Herein, perhaps, lies the essence of the
relationship between many indigenous peoples and the natural world. Life in
the malarial swamps of New Guinea, the chill winds of Tibet, the white heat
of the Sahara, leaves little room for sentiment. Nostalgia is not a trait
commonly associated with the Inuit. Nomadic hunters and gatherers in Borneo
have no conscious sense of stewardship for mountain forests that they lack
the technical capacity to destroy. What these cultures have done, however,
is to forge through time and ritual a relationship to the earth that is
based not only on deep attachment to the land but also on far more subtle
intuition — the idea that the land itself is breathed into being by human
consciousness. Mountains, rivers, and forests are not perceived as being
inanimate, as mere props on a stage upon which the human drama unfolds. For
these societies, the land is alive, a dynamic force to be embraced and
transformed by the human imagination. This sense of belonging and connection
is nowhere more perfectly elaborated than along the spine of the Andean
Cordillera of South America and in the heights of the Sierra Nevada de Santa
Marta, an isolated massif that soars to about 6,000 metres above the
Caribbean coastal plain of Colombia. And it finds perhaps its most abstract
and consequential expression in the exquisitely subtle philosophy of the
Aboriginal peoples of Australia. These are the places I would like to
explore in this lecture.

I FIRST TRAVELLED SOUTH
through the Andes in the spring of 1974, when as
a young student I was fortunate to join a botanical expedition charged with
the task of unravelling the mysteries of a plant known to the Inca as the
Divine Leaf of Immortality – coca, the notorious source of cocaine. It was a
remarkable assignment. Cocaine, first isolated from the leaf in 1855, had
revolutionized modern medicine, particularly ophthalmology, by allowing for
the painless removal of cataracts. It remains our most powerful topical
anaesthetic. The essences of the leaves still contribute to the flavour of
one of the world’s most popular drinks: coca makes Coca-Cola “the real
thing.” The soft drink company in turn provides the pharmaceutical industry
with all the legal cocaine employed today by the medical profession.
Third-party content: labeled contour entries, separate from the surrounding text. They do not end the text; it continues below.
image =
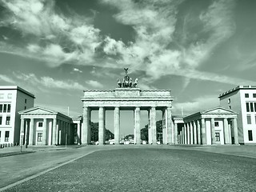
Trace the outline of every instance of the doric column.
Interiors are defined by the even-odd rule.
[[[134,127],[135,127],[135,143],[141,144],[141,111],[140,108],[137,106],[134,110]]]
[[[200,126],[200,122],[199,120],[197,120],[198,124],[198,143],[199,145],[202,144],[202,138],[201,138],[201,126]]]
[[[154,106],[150,109],[150,129],[152,144],[157,144],[156,110]]]
[[[29,126],[29,122],[28,120],[26,119],[25,121],[25,146],[26,146],[28,144],[28,137],[29,137],[29,134],[28,134],[28,126]]]
[[[194,140],[193,140],[193,134],[194,134],[194,131],[193,131],[193,125],[192,125],[192,122],[190,122],[190,144],[193,145],[194,144]]]
[[[167,124],[166,124],[166,129],[167,129],[167,144],[173,144],[172,141],[172,133],[173,133],[173,127],[172,127],[172,120],[171,120],[171,107],[167,106],[167,117],[166,120]]]
[[[21,129],[20,129],[20,141],[19,144],[23,145],[23,138],[24,138],[24,118],[22,118],[21,119]]]
[[[98,109],[98,145],[104,145],[104,124],[105,124],[105,110],[102,106]]]
[[[151,131],[151,110],[148,110],[148,138],[149,144],[152,144],[152,131]]]
[[[53,142],[52,142],[52,144],[53,145],[56,145],[56,126],[57,126],[57,120],[56,120],[56,118],[54,118],[53,119]]]
[[[184,123],[184,144],[187,144],[187,124]]]
[[[178,144],[178,124],[174,123],[174,144]]]
[[[201,125],[202,125],[202,144],[206,145],[206,119],[201,119]]]
[[[163,144],[167,144],[167,139],[166,139],[166,136],[167,136],[167,133],[166,133],[166,112],[167,110],[166,108],[162,110],[162,143]]]
[[[30,118],[29,145],[32,146],[34,144],[34,118]]]
[[[187,137],[187,144],[190,144],[190,123],[186,123],[186,137]]]
[[[198,138],[197,138],[197,126],[195,125],[195,121],[192,122],[193,129],[194,129],[194,144],[198,144]]]
[[[229,133],[229,124],[227,122],[227,118],[223,118],[223,124],[224,124],[224,143],[230,144],[230,133]]]
[[[82,113],[82,144],[87,145],[90,142],[90,110],[88,106],[83,106]],[[89,138],[90,137],[90,138]]]
[[[120,144],[120,107],[114,107],[114,145]]]
[[[81,124],[78,122],[77,124],[77,134],[78,134],[78,144],[81,144]]]
[[[210,118],[210,138],[211,138],[211,144],[216,144],[216,138],[215,138],[215,127],[214,127],[214,118]]]
[[[43,118],[42,145],[46,145],[46,139],[47,139],[47,122],[46,122],[46,118]]]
By the mid-1970s the Latin American cartels were
emerging, though no one knew quite how, and no one realized how sordid and
murderous they would become. The illicit trade, such as it was, still lay in
the hands of the independent drifter. Efforts to eradicate the traditional
fields had been underway for half a century, but these misguided purges had
nothing to do with cocaine and everything to do with the cultural identity
of those who revered the plant. Physicians in Lima, in particular, whose
concern for the indigenous peoples of the Andes was matched in its intensity
only by their ignorance of Indian life, glanced up to the Sierra in the
1920s and saw dreadful poverty, poor sanitation and nutrition, high rates of
illiteracy, infant mortality, and disease. They sought an explanation. The
real issues of land distribution, economic exploitation, and the persistence
of debt peonage challenged the foundations of their own class structure, so
they settled upon coca as the culprit. Every conceivable social ill and
pathology was blamed on the plant. The eradication of the traditional fields
became a state priority, and with the intervention of the United Nations in
the late 1940s, international policy.